By December 2024, total bad loans hit nearly Tk 3.5 trillion ($82 billion) — a 137% year-on-year increase, according to Bangladesh Bank.
Ten banks, including Janata Bank and Islami Bank, account for 71% of bad debt, much of it rooted in political favoritism and poor oversight.
Collateral coverage remains dangerously low — some non-bank lenders back only 15–20% of loans. Analysts predict default rates could soon exceed 30%.
Yunus’ appointment of economist Ahsan H. Mansur as central bank governor has so far produced little improvement.
Investment Collapse and Policy Drift
Private investment has fallen to 22.48% of GDP — a five-year low and far below the 8th Five-Year Plan target of 28.2%.
Credit growth to the private sector dropped to 7.15% in January 2025, the lowest in a decade, while the policy rate (repo) stands at 10%, choking liquidity.
Foreign direct investment (FDI) halved to $1.46 billion in 2024, down from an average of $2.92 billion, as investors fled amid political unrest and US tariffs of 35% on Bangladeshi exports.
Despite Yunus’ government hosting several investment summits, results have been symbolic: C$2.9 billion in Chinese pledges yielded little tangible inflow.
From Reformer to Crisis Manager
Yunus entered office promising reform.

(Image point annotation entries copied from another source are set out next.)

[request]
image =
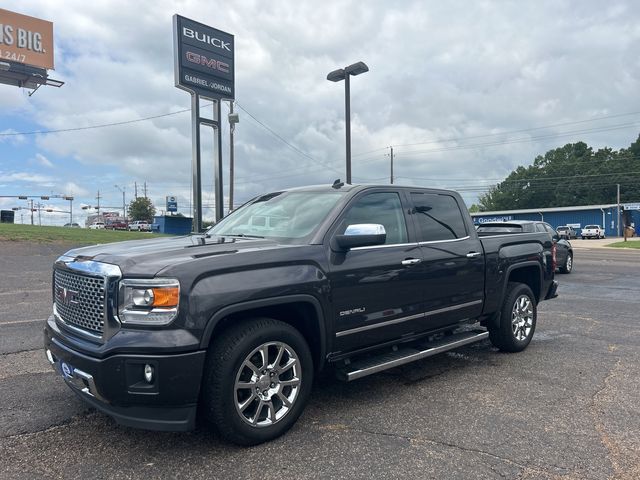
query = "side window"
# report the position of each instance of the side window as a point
(381, 208)
(438, 217)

Instead, critics say his administration has been consumed by political vendettas — prioritizing probes into former Prime Minister Sheikh Hasina’s allies while shielding his own inner circle.
Though $17 billion in siphoned assets have been recovered, new corruption allegations plague senior appointees.
VAT hikes on 100 essential items have intensified inflation, while delayed elections — now likely in late 2025 or 2026 — have heightened investor anxiety.
Economist Mustafizur Rahman has denounced the “stagnant financial sector,” arguing that “six months of reform have delivered almost no results.”
Human Cost
Behind the numbers lie human stories of despair.
In Ashulia, 32-year-old garment worker Raimoni Bala fears losing her job as her rent climbs and meals shrink. Recent graduates scour job listings in vain. Youth unemployment among women now makes up two-thirds of NEETs (Not in Employment, Education, or Training).
The World Bank estimates three million more Bangladeshis could fall into poverty by 2025.
Meanwhile, the nation’s elite — many aligned with Yunus’ circle — remain insulated from the storm.
A Vanishing Decade of Progress
Two decades of economic gains appear to be unraveling. GDP growth has slipped from 5.8% in FY2023 to 3.9% in FY2025, while inflation, joblessness, and debt threaten to erase the foundations of Bangladesh’s middle-class rise.
“The economy has largely stagnated due to high inflation and slow financial growth,” said one senior economist.
As factories close and families struggle to afford eggs and rice, Bangladesh’s crisis deepens — a nation once hailed as South Asia’s development model now teetering on the edge of systemic collapse.